Namazda Salat
Etmek
قَالَ عبد الْحق الأشبيلي
رَحِمَهُ اللَّهِ فِي الْأَحْكَام الشَّرْعِيَّة الْكُبْرَى قَالَ
الدَّارَقُطْنِيّ حَدَّثَنَا أَبُو بَكْرٍ النَّيْسَابُورِي حَدَّثَنَا أَبُو الْأَزْهَرِ
أَحْمَدُ بْنُ الْأَزْهَرِ حَدَّثَنَا يَعْقُوبُ بْنُ إِبْرَاهِيمَ بْنِ سَعْدٍ حَدَّثَنَا
أبي عَن ابْن إِسْحَاقَ قَالَ وَحَدَّثَنِي فِي الصَّلَاة عَلَى رَسُول اللَّهِ صَلَّى
اللهُ عَلَيْهِ وَسَلَّمَ إِذَا الْمَرْءُ الْمُسْلِمُ صَلَّى عَلَيْهِ فِي صَلَاتِهِ
مُحَمَّدُ بْنُ إِبْرَاهِيمَ بن الْحَارِث التَّيْمِيّ عَنْ مُحَمَّدِ بْنِ عَبْدِ
اللهِ بْنِ زَيْدِ بْنِ عَبْدِ رَبِّهِ الْأنْصَارِيّ أخي بلحارث بن الْخَزْرَج عَنْ
أَبِي مَسْعُودٍ عُقْبَةَ بْنِ عَمْرٍو الْأنْصَارِيّ قَالَ أَقْبَلَ رَجُلٌ حَتَّى
جَلَسَ بَيْنَ يَدَيْ رَسُولِ اللهِ صَلَّى اللهُ عَلَيْهِ وَسَلَّمَ وَنَحْنُ عِنْدَهُ
فَقَالَ يَا رَسُولَ اللهِ أَمَّا السَّلَامُ عَلَيْكَ فَقَدْ عَرَفْنَاهُ فَكَيْفَ
نُصَلِّي عَلَيْكَ إِذَا نَحْنُ صَلَّيْنَا عَلَيْكَ فِي صَلَاتِنَا صَلَّى الله عَلَيْكَ؟
قَالَ فَصَمَتَ رَسُولُ اللهِ صَلَّى اللهُ عَلَيْهِ وَسَلَّمَ حَتَّى أَحْبَبْنَا
أَنَّ الرَّجُلَ لَمْ يَسْأَلْهُ ثُمَّ قَالَ إِذَا أَنْتُمْ صَلَّيْتُمْ عَلَيَّ فَقُولُوا
اللهُمَّ صَلِّ عَلَى مُحَمَّدٍ النَّبِيِّ الْأُمِّيِّ وَعَلَى آلِ مُحَمَّدٍ كَمَا
صَلَّيْتَ عَلَى إِبْرَاهِيمَ وَعَلَى آلِ إِبْرَاهِيمَ وَبَارِكْ عَلَى مُحَمَّدٍ
النَّبِيِّ الْأُمِّيِّ وَعَلَى آلِ مُحَمَّدٍ كَمَا بَارَكْتَ عَلَى إِبْرَاهِيمَ
وَعَلَى آلِ إِبْرَاهِيمَ إِنَّكَ حَمِيدٌ مَجِيدٌ
İbrahim
b. Sa’d rahimehullah’tan: “İbn İshak rahimehullah bana namazda müslüman kişinin
Rasûlullah sallallahu aleyhi ve sellem’e salat etmesini Muhammed b. İbrahim b.

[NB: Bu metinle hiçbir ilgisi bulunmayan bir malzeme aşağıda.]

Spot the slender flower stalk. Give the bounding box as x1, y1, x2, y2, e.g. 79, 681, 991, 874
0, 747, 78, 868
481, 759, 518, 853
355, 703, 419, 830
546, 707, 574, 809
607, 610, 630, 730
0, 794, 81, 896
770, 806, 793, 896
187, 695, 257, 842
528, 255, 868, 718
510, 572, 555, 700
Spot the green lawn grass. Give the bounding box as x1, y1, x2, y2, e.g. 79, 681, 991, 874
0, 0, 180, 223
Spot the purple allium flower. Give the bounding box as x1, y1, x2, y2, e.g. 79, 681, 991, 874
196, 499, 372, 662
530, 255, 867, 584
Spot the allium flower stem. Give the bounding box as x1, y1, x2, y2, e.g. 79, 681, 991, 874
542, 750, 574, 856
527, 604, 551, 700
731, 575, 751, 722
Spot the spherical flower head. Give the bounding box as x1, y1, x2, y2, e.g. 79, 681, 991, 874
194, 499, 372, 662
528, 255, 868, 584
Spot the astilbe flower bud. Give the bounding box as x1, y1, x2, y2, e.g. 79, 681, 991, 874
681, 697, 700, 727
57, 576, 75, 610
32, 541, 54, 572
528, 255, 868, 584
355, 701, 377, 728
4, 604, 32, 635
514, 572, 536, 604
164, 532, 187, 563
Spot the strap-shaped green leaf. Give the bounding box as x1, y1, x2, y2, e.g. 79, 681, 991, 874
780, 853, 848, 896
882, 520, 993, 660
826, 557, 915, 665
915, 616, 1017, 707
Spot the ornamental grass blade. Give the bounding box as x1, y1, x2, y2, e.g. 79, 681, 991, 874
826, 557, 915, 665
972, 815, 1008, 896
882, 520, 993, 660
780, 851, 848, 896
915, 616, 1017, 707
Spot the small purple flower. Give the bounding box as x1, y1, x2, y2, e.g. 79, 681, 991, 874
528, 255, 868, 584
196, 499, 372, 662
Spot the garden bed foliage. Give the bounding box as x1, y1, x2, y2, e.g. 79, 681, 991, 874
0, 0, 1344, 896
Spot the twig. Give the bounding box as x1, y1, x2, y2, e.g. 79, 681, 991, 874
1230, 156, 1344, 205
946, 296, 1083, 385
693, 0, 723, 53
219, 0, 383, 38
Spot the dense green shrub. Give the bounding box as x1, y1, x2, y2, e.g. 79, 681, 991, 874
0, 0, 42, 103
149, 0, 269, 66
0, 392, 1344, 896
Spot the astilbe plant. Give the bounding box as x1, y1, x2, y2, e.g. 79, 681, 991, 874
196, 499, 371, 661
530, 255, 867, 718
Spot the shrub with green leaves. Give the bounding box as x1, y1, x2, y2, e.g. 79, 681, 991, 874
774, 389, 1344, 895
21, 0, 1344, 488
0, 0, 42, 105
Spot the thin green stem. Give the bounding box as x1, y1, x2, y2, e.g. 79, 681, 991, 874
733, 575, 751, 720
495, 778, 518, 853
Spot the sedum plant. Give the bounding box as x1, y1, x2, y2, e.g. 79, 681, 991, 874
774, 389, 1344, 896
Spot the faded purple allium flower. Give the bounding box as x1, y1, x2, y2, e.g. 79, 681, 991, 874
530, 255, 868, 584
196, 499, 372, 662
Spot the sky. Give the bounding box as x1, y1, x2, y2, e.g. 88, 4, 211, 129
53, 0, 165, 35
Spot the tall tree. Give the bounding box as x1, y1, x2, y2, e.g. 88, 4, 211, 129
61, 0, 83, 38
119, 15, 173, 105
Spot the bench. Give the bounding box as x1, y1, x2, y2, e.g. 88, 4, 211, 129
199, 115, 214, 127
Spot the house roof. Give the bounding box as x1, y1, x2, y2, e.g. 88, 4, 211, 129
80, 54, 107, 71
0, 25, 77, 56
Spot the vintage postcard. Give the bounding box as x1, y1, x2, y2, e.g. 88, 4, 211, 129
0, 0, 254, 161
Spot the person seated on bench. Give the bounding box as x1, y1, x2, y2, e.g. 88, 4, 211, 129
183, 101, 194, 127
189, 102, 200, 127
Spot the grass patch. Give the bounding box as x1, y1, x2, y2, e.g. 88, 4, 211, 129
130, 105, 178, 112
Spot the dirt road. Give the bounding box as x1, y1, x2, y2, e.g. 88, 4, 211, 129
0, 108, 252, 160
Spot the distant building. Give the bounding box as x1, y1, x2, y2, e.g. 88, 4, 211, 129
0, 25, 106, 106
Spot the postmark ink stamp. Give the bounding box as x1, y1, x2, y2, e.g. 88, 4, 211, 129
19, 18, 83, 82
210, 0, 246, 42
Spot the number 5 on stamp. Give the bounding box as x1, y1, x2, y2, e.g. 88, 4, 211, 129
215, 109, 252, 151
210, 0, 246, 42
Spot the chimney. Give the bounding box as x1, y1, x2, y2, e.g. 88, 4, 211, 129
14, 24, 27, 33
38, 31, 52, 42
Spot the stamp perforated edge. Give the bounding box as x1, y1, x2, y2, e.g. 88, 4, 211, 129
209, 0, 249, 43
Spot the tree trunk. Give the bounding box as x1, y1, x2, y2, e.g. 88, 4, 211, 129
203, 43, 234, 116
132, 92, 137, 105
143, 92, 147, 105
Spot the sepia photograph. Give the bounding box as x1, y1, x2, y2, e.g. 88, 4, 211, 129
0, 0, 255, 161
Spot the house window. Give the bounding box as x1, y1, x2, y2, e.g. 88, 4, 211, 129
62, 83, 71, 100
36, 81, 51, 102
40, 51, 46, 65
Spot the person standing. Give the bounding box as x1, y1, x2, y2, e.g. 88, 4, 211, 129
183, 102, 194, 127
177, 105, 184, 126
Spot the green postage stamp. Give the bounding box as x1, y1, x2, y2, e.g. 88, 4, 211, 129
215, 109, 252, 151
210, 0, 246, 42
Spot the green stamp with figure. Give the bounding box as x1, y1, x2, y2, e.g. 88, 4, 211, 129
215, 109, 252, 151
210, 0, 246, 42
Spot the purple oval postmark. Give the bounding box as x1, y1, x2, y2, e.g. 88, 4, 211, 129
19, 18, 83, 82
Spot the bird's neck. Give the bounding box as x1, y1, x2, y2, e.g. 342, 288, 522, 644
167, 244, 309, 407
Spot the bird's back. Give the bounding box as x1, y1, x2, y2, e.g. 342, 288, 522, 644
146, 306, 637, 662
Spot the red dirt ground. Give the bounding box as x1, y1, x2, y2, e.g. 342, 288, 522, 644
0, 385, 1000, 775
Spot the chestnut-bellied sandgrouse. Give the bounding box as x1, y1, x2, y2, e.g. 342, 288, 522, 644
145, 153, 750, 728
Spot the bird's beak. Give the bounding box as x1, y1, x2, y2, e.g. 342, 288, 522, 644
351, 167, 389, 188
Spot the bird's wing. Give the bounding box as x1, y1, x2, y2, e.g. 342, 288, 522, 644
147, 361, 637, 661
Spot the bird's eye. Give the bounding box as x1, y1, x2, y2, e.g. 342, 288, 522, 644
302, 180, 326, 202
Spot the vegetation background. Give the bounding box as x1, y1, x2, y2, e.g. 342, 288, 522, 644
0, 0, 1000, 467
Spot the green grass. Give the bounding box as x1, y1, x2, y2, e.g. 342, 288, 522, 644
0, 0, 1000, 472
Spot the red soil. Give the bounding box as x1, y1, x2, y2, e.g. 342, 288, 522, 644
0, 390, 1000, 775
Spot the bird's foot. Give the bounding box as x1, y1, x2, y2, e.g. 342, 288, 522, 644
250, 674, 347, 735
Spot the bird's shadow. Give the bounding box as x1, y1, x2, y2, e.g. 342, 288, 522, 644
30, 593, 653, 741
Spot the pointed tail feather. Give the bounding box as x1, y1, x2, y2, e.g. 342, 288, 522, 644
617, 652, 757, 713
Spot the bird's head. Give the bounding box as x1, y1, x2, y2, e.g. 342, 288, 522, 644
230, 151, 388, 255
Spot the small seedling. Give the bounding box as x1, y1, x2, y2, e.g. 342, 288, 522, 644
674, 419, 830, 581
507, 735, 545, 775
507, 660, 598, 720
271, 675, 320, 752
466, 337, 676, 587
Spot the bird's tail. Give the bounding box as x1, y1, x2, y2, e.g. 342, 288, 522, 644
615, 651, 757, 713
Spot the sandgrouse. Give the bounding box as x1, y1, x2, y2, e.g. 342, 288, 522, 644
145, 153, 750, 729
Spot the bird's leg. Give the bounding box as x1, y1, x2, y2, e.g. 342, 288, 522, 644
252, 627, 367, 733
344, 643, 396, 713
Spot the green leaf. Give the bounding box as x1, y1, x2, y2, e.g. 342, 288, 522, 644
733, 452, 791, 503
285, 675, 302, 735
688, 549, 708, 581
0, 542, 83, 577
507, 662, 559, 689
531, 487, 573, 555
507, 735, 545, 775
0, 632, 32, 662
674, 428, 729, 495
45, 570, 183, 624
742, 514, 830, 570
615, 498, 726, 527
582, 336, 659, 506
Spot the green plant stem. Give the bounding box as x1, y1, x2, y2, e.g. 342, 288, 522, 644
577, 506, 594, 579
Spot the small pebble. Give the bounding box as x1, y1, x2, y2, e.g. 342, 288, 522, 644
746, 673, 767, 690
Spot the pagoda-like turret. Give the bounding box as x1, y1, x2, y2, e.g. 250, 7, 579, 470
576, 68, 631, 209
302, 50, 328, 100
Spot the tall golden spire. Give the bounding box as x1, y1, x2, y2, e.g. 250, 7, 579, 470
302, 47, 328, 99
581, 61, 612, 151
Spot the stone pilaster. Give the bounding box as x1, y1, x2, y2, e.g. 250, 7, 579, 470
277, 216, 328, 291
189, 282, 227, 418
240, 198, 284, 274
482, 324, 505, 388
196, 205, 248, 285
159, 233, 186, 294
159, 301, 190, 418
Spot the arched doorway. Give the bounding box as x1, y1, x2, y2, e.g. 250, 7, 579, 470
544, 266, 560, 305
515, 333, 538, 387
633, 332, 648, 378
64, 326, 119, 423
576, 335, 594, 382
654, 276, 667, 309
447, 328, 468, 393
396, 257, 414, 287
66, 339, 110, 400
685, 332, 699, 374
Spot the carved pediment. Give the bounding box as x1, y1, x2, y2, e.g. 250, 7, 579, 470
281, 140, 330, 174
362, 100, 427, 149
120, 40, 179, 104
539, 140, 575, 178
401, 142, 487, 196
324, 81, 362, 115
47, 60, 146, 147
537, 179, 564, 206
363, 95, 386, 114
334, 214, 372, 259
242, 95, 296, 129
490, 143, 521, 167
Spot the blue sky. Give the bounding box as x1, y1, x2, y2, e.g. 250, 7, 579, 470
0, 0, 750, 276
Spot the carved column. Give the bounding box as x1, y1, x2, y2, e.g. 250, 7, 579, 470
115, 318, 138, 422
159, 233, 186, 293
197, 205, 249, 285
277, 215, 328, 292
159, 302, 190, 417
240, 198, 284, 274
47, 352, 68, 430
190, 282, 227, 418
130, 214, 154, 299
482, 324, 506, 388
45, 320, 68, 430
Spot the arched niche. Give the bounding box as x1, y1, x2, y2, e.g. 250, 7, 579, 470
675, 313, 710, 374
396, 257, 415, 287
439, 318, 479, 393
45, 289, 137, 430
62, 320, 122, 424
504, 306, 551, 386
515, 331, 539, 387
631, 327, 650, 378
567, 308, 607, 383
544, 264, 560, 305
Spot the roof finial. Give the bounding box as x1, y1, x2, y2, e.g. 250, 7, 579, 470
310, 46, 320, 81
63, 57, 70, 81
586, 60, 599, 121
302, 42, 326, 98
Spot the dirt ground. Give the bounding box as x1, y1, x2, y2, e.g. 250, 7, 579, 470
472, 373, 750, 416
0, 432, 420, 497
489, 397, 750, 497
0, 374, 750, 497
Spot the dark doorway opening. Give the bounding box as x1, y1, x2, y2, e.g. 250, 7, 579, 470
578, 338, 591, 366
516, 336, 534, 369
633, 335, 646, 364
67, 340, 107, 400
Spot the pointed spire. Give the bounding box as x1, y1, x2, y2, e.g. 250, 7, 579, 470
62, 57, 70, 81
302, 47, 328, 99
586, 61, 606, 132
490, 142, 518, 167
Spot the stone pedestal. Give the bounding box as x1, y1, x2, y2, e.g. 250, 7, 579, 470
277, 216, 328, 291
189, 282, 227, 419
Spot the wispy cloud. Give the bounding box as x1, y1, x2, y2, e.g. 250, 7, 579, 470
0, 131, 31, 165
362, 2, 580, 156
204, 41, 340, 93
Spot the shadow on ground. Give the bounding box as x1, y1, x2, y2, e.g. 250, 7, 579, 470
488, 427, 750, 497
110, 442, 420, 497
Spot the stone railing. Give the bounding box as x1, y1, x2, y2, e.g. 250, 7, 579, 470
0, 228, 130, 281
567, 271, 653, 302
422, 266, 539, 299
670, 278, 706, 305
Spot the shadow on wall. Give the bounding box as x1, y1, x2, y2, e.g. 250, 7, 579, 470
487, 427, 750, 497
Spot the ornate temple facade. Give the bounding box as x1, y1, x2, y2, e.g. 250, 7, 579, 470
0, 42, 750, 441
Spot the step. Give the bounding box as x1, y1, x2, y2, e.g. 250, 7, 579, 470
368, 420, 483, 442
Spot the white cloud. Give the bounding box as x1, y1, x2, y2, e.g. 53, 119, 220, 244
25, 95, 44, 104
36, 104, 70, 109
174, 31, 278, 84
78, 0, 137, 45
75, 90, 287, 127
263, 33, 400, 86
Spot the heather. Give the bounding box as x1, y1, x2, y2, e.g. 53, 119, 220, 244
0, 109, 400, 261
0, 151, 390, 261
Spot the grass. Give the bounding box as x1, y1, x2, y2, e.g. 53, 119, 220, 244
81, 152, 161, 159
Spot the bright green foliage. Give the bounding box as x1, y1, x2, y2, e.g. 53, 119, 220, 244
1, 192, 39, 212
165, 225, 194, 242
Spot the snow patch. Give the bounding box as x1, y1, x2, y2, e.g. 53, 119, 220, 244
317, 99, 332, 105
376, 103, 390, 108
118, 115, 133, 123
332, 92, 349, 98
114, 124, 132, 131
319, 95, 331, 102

el-Haris et-Teymî’den, o Muhammed b. Abdillah b. Zeyd b. Abdirabbih el-Ensarî’den,
o da Ebu Mes’ud Ukbe b. Amr el-Ensarî radiyallahu anh’den rivayet etti. Ebu Mes’ud
Ukbe b. Amr radiyallahu anh dedi ki:
“Bir
adam geldi, Rasûlullah sallallahu aleyhi ve sellem’in önünde oturdu. Biz de Rasûlullah
sallallahu aleyhi ve sellem’in yanındaydık. Dedi ki:
“Ey
Allah’ın rasulü! Sana selamı öğrendik. Peki, namazımızda sana salat ettiğimiz
zaman sana nasıl salat edeceğiz? Allah sana salat etsin.” Rasûlullah sallallahu
aleyhi ve sellem sustu. Öyle ki adamın Rasûlullah sallallahu aleyhi ve sellem’e
bunu hiç sormamış olmasını istedik. Sonra Rasûlullah sallallahu aleyhi ve
sellem şöyle buyurdu:
“Bana
salat ettiğiniz zaman şöyle söyleyin: “Allah’ım! İbrahim’e ve İbrahim’in
ailesine salat ettiğin gibi ümmî nebî Muhammed’e ve Muhammed’in ailesine salat
et. İbrahim’e ve İbrahim’in ailesine bereketler verdiğin gibi ümmî nebi
Muhammed’e ve Muhammed’in ailesine de bereketler ver. Muhakkaki sen Hamîd’sin,
Mecîd’sin.”
Tahrici: Abdulhak el-İşbilî el-Ahkamu’l-Kubra’da (2/276) Darekutni’den
(1/354) naklen, İbn Huzeyme Sahih’inde (711) Ahmed Musned’de (4/119) Hâkim
el-Mustedrek’te (1/401) Ebu Ahmed el-Hâkim Şiaru Ashabi’l-Hadis’te (s.104) Taberî
Tehzibu’l-Asar’da (343) ve Beyhakî Sunenu’l-Kubra’da (2/147) rivayet etmişlerdir.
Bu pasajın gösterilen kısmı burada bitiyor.